Without having seen your piece, of course, I can only speculate, but I wonder if what you were doing was the opposite of predictability: You signaled you were going straight, or right, when your goal was to go left.
I disagree that every book has to be a safe, predictable "the same but different," as Mark's agent said. There's certainly a market for that, but I wouldn't use it as a guiding principle for every story. What your readers may have been asking for was a flag that something was going on.
Let me use a TV show as an example, because I can't think of a written one at the moment. The BBC's wildly successful Sherlock aired its fourth season at the beginning of 2017, and it was almost universally panned. People actively hated it. The cinematography was gorgeous, the acting was wonderful, but the writing was... like we were watching the wrong show.
The previous three seasons plus a Christmas special taught the audience to expect a mystery or two per episode, clever banter, Sherlock as brilliant and pretending to be cold but actually very sensitive, John as brave and telling himself he's normal while chasing after excitement, Mycroft as a cold-blooded government spymaster, Mrs. Hudson as the affectionate and exasperated friend, Sherlock and John as the closest of friends (and probably in love with each other but unable to admit it), and a realism-based narrative.

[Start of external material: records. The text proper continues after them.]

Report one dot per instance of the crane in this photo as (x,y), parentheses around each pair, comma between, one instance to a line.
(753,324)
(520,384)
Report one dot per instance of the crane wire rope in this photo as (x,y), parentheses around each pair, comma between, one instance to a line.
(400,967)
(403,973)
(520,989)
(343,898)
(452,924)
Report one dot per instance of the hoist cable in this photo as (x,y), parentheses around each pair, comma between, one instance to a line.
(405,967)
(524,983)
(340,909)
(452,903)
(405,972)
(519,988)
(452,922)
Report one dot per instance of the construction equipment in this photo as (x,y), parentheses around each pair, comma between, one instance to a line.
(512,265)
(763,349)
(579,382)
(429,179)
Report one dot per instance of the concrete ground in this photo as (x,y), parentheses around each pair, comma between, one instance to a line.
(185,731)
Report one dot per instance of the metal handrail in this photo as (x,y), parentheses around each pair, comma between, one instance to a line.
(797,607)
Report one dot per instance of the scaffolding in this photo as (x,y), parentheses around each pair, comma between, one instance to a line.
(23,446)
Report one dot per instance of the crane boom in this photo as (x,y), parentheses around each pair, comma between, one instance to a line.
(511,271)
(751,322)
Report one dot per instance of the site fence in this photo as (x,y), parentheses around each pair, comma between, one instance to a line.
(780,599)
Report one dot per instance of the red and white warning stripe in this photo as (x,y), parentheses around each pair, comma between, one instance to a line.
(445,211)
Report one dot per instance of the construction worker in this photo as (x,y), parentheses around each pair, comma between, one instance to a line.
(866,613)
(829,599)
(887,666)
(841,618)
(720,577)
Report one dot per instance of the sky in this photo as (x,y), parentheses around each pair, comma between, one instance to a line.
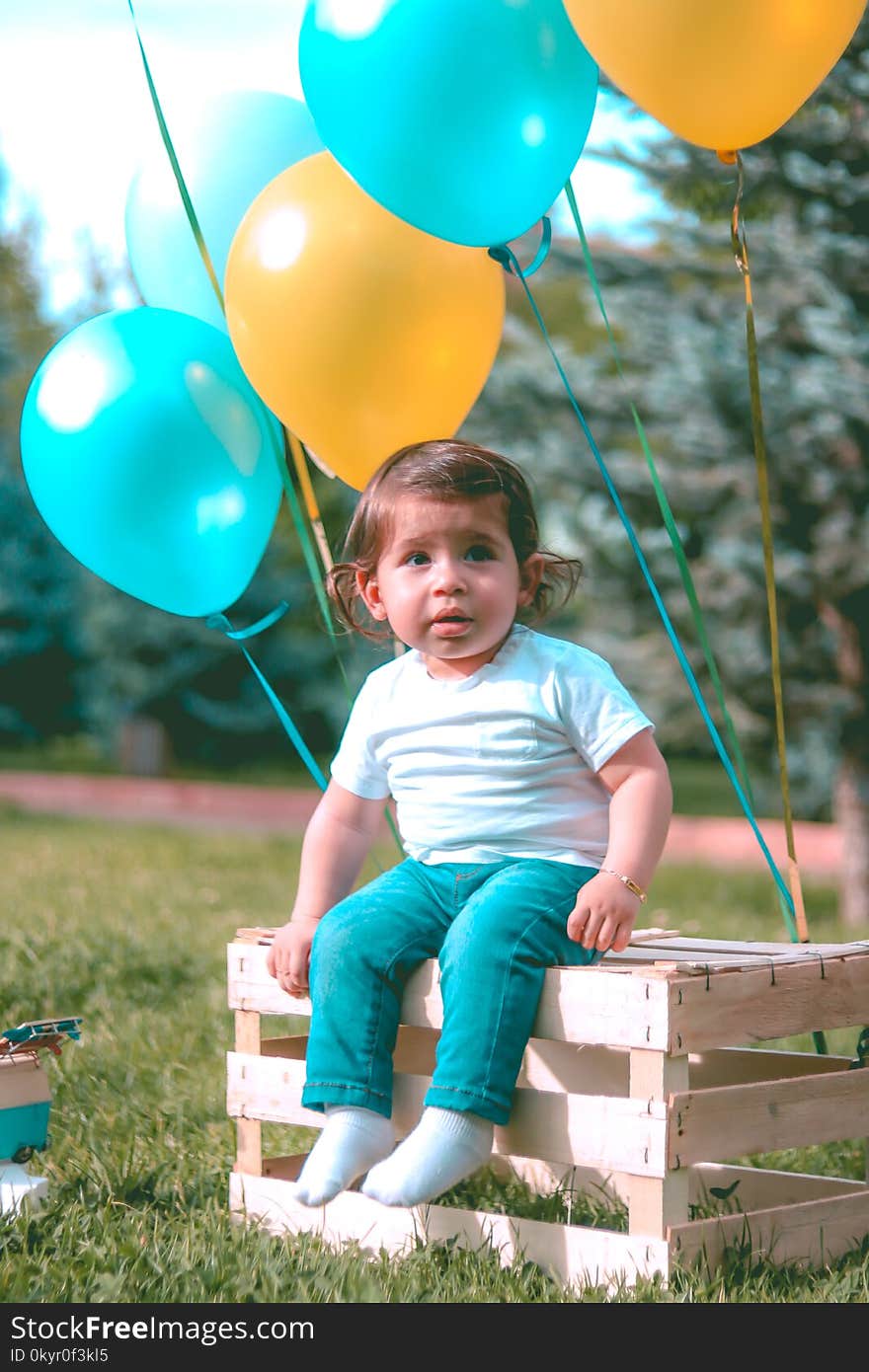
(76,116)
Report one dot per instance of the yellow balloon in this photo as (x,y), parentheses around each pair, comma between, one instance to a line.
(358,331)
(721,74)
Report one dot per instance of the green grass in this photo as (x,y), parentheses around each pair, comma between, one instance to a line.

But the fourth season went absolutely off the rails from all of this. Sherlock ignoring John, John barely speaking to Sherlock, Mary constantly in the middle of the two of them, Sherlock claiming to openly prefer Mary to John, John assaulting Sherlock and beating him bloody, Mrs. Hudson drag-racing an Aston Martin, Mycroft vomiting in distress after seeing violence, a mysterious mind-controlling secret sister in a secret government installation who is somehow in league with Moriarty who's been dead for years, an explosion which blows two men out a second-story window without a scratch and destroys the flat but not the rug, a character leaping in front of a bullet after it's fired and having a Hamlet-length death scene when it's established that a chest shot puts you out in three seconds... I could go on.
My point is that the fourth season of Sherlock was so inconsistent with everything else we'd seen in the previous three years that a large chunk of the online fandom has spent the last eight months trying to figure out What Really Happened, Because That Wasn't Real. Is it someone's fantasy? A mind palace vision? John or Sherlock is dying and hallucinating? Did reality separate at the end of Season Two?
At the end of The Reichenbach Fall, John leaves Sherlock's "grave" and the camera pulls back to show Sherlock watching John leave — so he's clearly not dead. That was the flag which the showrunners gave us so we knew something was going to happen. We didn't know what, but we knew it was something.
We didn't get an explicit flag anywhere in S4 to tell us "You are not supposed to accept these events at face value. Something Else is going on." Maybe Mofftiss didn't intend to tell us what's going on until S5, but they didn't warn us that we'd have to wait for S5. So we're angry and confused because we don't know where all this is going. Is it just bad writing? Is it layers of subtext? Is it meant to be symbolic? We don't know.
Perhaps what happened with your story is that you knew where you wanted it to end up, but you didn't signal to your audience that Things Are Not What They Seem. Some little bit of foreshadowing, signaling, flagging, or other direction was missing. Your readers need a hint about your endgame. The hint can be as vague as "Even though this is set up like a sitcom, it's not actually a comedy." You don't have to spell out on page 3 that it's going to be horror/drama/mystery/sci-fi/alternate history/southern gothic. You just have to let people know that their expectations are being deliberately subverted.